Scott Kennedy: The 2019 order placing Huawei on the US’s Entity List for export controls explicitly referenced its participation in international standards bodies, warning that other participants risked violating export control laws if sensitive information was shared in Huawei’s presence. Several standards bodies expelled Huawei, and American companies were effectively silenced whenever Huawei was in the room. The standards organizations largely backtracked within a week or two, but American companies continued to face that legal exposure for years. The Biden administration issued a notice in 2022 modifying the restriction without fully eliminating it, and it wasn’t until 2024 that the administration finally clarified that the Entity List and standards participation were entirely separate matters.
But the damage had been done. Huawei built a Plan B: HarmonyOS, now fully independent of Android with 36 million devices worldwide as of end-2025; and NearLink, a wireless standard rivaling Bluetooth and Wi-Fi, now shipping on all Huawei devices and those of Spark Link Alliance members. Huawei and other Chinese companies have also established standards consortia in China, attracting international participants, with the potential to produce further alternatives to globally adopted standards. The result is the potential fragmentation of the international standards system, which is absolutely not in the US interest. American business and national security benefit enormously from a single unified global standards framework. Fragmentation brings nothing of value, economically or in terms of national security. This is a clear case where the policy backfired because insufficient forethought went into the original decision.

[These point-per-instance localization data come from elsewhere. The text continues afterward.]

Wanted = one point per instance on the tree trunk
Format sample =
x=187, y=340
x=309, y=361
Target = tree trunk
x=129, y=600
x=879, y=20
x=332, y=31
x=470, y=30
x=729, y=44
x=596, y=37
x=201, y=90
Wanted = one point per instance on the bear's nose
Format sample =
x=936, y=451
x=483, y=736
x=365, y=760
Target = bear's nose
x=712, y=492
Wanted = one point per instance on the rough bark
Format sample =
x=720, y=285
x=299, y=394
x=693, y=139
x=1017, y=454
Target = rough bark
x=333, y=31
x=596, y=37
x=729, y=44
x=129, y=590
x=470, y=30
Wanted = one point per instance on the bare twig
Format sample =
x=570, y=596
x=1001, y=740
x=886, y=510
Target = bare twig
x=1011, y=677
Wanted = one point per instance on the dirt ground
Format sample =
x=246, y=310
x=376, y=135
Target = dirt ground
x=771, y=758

At the heart of your policy recommendations is what you term “calibrated coupling.” For a CEO making investment or sourcing decisions right now, what does that look like in practice?

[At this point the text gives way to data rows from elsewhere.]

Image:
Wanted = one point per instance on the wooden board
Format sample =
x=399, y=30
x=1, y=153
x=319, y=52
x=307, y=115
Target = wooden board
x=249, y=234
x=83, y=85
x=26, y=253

Scott Kennedy: Calibrated coupling is a framework for how the US and its allies should manage interdependence with China. The core idea: interdependence carries both benefits and risks, and we should maximize the benefits while minimizing the risks.
The benefits are real — market access, innovation opportunities, access to talent, the opportunity to maintain our technology leadership and have Chinese industry within our ecosystem, and more. But so are the risks — technology leakage, data security, and overdependence on Chinese supply chains, to name a few.

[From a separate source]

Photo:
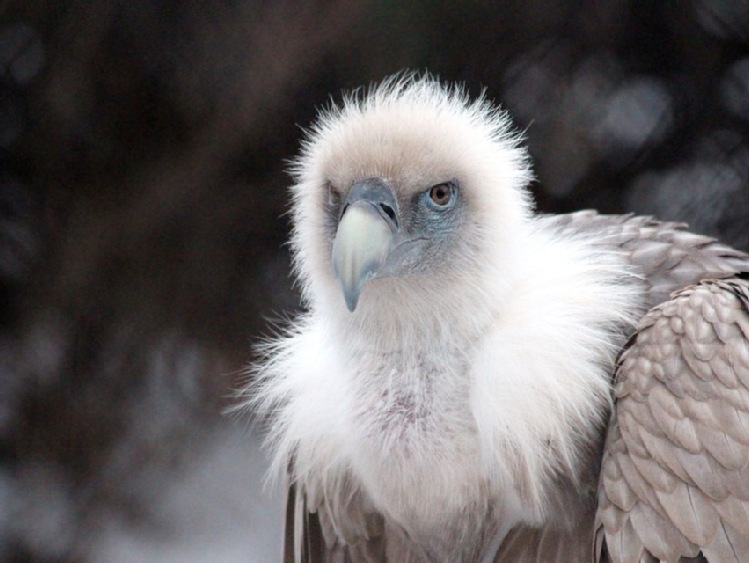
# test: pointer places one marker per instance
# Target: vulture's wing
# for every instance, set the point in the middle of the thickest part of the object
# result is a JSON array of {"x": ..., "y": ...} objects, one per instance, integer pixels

That framing cuts against two older views about interdependence — it’s all upside (engagement), or it’s all downside (hence the call for decoupling) — both of which miss the mark. What I’m suggesting is that the US government and its allies be far more nuanced about how to accentuate the positive and mitigate the negatives.
For companies, nuance is actually quite natural. They already know how to protect sensitive technologies, manage supply chain risks, and stay ahead of the competition. The harder challenge has been making the case to policymakers that doing business with China, properly managed, serves US national interests beyond corporate profit. Europe, Japan, South Korea, and Taiwan already understand this balance. The US would be wise to move in the same direction.
One final question: with this report in mind, but also given the wider state of the world today, what’s the one thing that AmCham China members need to be thinking about most for 2026?
Scott Kennedy: American companies cannot stand still, and you can’t wait for someone else to come help you. You’re going to have to keep innovating, or you’re going to be left behind. Being in China can help with that process if done it correctly, but it also comes with risks. Resting on your laurels, hiding behind protectionist walls, going home — that’s a sure path to irrelevancy. Being on offense with your technology, your business model, and your public affairs strategy – that’s really the only approach that gives you a chance at long-term success, in China and globally.